– Tatus! – раздался приглушенный голос Александра. Шукальский взглянул на него. Он обнял ребенка так крепко, что лицо того совсем исчезло в его пальто.
– Алекс, – прошептал он.
Затем он поднял голову. Конвой исчез, он прошел через город и отправился на русский фронт.
Шукальский не терял времени. Прежде чем вернуться домой к рождественскому обеду, надо было кое-что сделать. На это уйдет всего несколько минут. Взяв веревку от санок и позвав Дьяпу, он быстро пошел к костелу.
– Пиотр, – тихо произнес он, осторожно опуская ребенка на пол.
Священник обернулся и тут же заулыбался.
– Ян! И маленький Алекс! – Пиотр наклонился и положил тяжелую руку ребенку на голову. – Счастливого Рождества и благослови тебя Господь, Александр. – Выпрямившись, он увидел, как серьезно лицо врача. – Значит, это не дружеский визит?
Доктор хотел улыбнуться, но у него ничего не получилось.
– Заходите, и присядем. Литургия начнется еще не скоро.

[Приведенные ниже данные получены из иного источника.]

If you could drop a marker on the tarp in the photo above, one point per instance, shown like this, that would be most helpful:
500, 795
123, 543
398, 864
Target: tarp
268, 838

Я просто расхаживаю здесь, чтобы согреться.
Пиотр засунул руки в карманы длинной черной рясы и прислонился к столу.
– Что случилось, Ян?
– Пиотр, я вот все думаю. Поймите, я ничего не обещаю, но постараюсь. Я хочу придумать что-нибудь, дабы у немецкого солдата нашелся повод не возвращаться в лагерь.
Отец Вайда закрыл глаза и с облегчением кивнул.
– Спасибо, – пробормотал он.
– Пиотр, я хочу, чтобы вы поняли, что я так поступаю не из альтруистических побуждений. В данном случае мною движет иное побуждение, чем вами. Я лишь хочу спасти этот город от уничтожения.
– Ваше побуждение меня не касается.
– Пиотр, вы должны знать, что мне наплевать, если он сдохнет. Я просто не хочу, чтобы он совершил самоубийство и тем самым стал причиной гибели этого города. Я лишь постараюсь продлить его увольнение от службы, чтобы он мог бежать.
Священник взял руку Шукальского и пожал ее.
– Ян, спасибо за то, что вы делаете. В конце концов, нами движет одна цель, мы оба боремся за Польшу. Послушайте, что вы собираетесь делать?
– Пришлите завтра этого солдата ко мне в больницу, и я посмотрю, что можно придумать.
Быстро повернувшись, Ян Шукальский торопливо покинул ризницу, таща маленького Александра за собой, и вышел на освещенную полуденным солнцем улицу.
Легкий снежок, выпавший под конец рождественской ночи, помог незаметно передвигаться двум темным фигурам, осторожно пробиравшимся по пустынным улицам еврейского квартала Зофии. Пока они крались мимо темных дверных проемов и разбитых окон, Бену Якоби пришлось сдерживать охвативший его страх. Крепкий и храбрый Брунек Матушек вселял в него некоторое спокойствие, и старый аптекарь шел за ним по пятам.
В гетто царили тишина и запустение, но полтора года назад здесь раздавались пронзительные вопли. В тот день, спустя несколько месяцев после начала блицкрига, нацисты вошли в этот квартал, выгнали людей на улицы, затем методично разграбили все дома. Бен Якоби в то время лечил животных на дальней ферме. Он вернулся поздно ночью и увидел, что весеннее небо озаряют костры, и издалека услышал крики перепуганных людей, которых куда-то увозили.
Бен Якоби хорошо помнил ту ночь, когда он обнаружил в аптеке среди развалин тело своей жены. Мойше и Эстер Бромберг нашли его и увели с собой. За полтора года, прошедшие с тех пор, Якоби сюда ни разу не возвращался. Но сейчас он вернулся, среди ночи пробравшись через город, и, хотя Зофия в этот час была безмолвна, в ушах старика все еще звучали крики этой бойни. На это дело Давид Риш хотел пойти вместе с Брунеком, но Бен настоял, чтобы взяли его. Одному ему было известно, где хранятся нужные химикаты для изготовления нитроглицерина. Он сердцем чувствовал это место, которого боялся, и только здесь мог черпать силы.
Матушек и старый, но решительный Якоби после заката солнца пешком отправились в путь и подошли к окраине еврейского гетто как раз после полуночи. В далеких окнах горело несколько рождественских огней, но других признаков жизни не замечалось. В этот холодный час дома не сиделось только этим двум заговорщикам да нацистским патрулям.
Когда они достигли разбитой аптеки, Якоби вынужден был остановиться и прислониться к стене.